Drª Selma Rodrigues  Universidade do Pantanal

 

         

          Existiam ainda os hostellum espécie de palacetes em que o rei e nobres se hospedavam em suas viagens. A fama da hospedaria dependia do luxo e dos serviços cerimoniais oferecidos a seus clientes.

          A decadência do Império Romano, a conquista final de Roma e a formação dos reinos bárbaros deram início a um lento processo de grandes transformações na vida européia. Transformações que determinaram os traços do sistema feudal, a Igreja católica conquistou grandes poderes. Preservando a cultura e a organização romana, conquistou os povos germanos para a doutrina cristã.

          A Igreja tornou-se uma grande proprietária de terras, a maior "senhora feudal" da Europa. O tipo de viagens mais freqüente  são as de peregrinação aos lugares santos e sagrados.

          Se considerava dever dos cristãos oferecer hospitalidade aos viajantes e peregrinos. Em muitos casos os mosteiros funcionavam como pousadas, servindo alojamentos e alimentação. Alguns mosteiros, não querendo que estes hóspedes atrapalhassem suas meditações, construíram edifícios independentes para alojar os viajantes. estes edifícios ficaram conhecidos como Xenodocheiros , palavra grega que significa pousada ou sítio de descanso.

          Durante o reinado de Carlos Magno, foi estabelecida uma lei que era dever de todo o cristão, oferecer gratuitamente um lugar de descanso ao viajante. Considerando a possibilidade de que o viajante poderia ficar por muito tempo, foi estabelecido um período de três noites em cada lugar.

          A partir de 1282, em Florença, os grandes proprietários de pousadas formaram um grêmio com a finalidade transformar a hospitalidade caseira em um negócio. As pousadas não pertenciam aos seus ocupantes e sim a cidade, e era dado contratos de arrendamento de três anos.

          Logo este conceito de arrendamento e não mais de hospitalidade gratuita se estendeu a Roma e a outras cidades da Itália.

          Durante os séculos XVI e XVII ocorre grandes mudanças na qualidade dos hotéis, principalmente na Inglaterra.  As viagens longas como de Londres a Edimburg, eram feitas em vários dias, e por isso se viam obrigados a pernoitar, pelos viajantes e pelos cavalos, pois o meio de transporte mais comum eram as carruagens. Com isso foi  construídas pousadas e tavernas em lugares estratégicos, nas rotas das carruagens. Normalmente os passageiros eram pessoas abastadas, ricos comerciantes, nobres acostumados a certos luxos e requintes.

          As pousadas passaram também a ser pontos de encontro de reuniões para nobres, políticos, sacerdotes, poetas, artistas e outros.

          As pousadas seguiam um padrão de construção relativamente uniforme. O projeto tinha forma quadrangular, com uma porta para acesso às diligências e os hóspedes. O pátio interior tinha vários usos, por exemplo, para festas e até mesmo como teatro. A forma quadrangular proporcionava paredes exteriores que serviam de proteção contra bandidos, e uma única entrada era de fácil controle e segurança. (figura 1.4)

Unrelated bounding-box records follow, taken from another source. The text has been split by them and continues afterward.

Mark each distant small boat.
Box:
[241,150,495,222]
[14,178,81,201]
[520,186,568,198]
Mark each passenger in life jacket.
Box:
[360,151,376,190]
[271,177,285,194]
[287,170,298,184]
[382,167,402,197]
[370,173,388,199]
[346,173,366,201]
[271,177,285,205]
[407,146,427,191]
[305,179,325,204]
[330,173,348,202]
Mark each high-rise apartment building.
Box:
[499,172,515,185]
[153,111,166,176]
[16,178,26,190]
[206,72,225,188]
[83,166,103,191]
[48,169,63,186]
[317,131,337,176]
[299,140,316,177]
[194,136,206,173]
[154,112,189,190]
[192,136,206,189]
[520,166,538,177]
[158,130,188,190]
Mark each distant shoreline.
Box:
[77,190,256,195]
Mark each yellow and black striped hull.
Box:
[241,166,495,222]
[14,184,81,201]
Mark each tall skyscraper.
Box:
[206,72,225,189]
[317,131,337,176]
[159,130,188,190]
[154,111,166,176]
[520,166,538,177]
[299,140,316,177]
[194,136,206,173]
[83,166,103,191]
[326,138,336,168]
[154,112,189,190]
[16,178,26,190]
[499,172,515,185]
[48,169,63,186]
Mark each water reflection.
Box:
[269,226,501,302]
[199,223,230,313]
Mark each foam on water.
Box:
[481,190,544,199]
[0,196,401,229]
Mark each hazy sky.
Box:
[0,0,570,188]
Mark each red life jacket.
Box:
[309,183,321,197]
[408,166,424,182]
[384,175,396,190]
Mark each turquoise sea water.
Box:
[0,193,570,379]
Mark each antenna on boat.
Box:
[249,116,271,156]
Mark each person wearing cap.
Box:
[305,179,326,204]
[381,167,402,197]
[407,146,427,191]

          Durante o século XVIII, os cafés adquiriram grande popularidade na Europa e foram incorporados em muitas pousadas

          Ao final da Idade Média, com o crescimento das cidades e o início da Revolução Mercantil, houve grande desenvolvimento das estalagens, que passaram a oferecer, além de serviços de alojamento, refeições e vinhos, cocheiras e alimentação para os cavalos, troca de parelhas e serviços de manutenção e limpeza de charretes ou outro tipo de veículo.

          É também deste período o costume de se identificar os estabelecimentos comerciais colocando-se adornos em sua entrada. Na França, as hospedarias usavam ramos verdes de cipreste ou tecidos, em mastros nessa mesma cor. Na Inglaterra, colocava-se um mastro alto, pintado de vermelho. Em 1407 foi criada a primeira lei para registro de hóspedes na França, buscando aumentar a segurança nas hospedarias.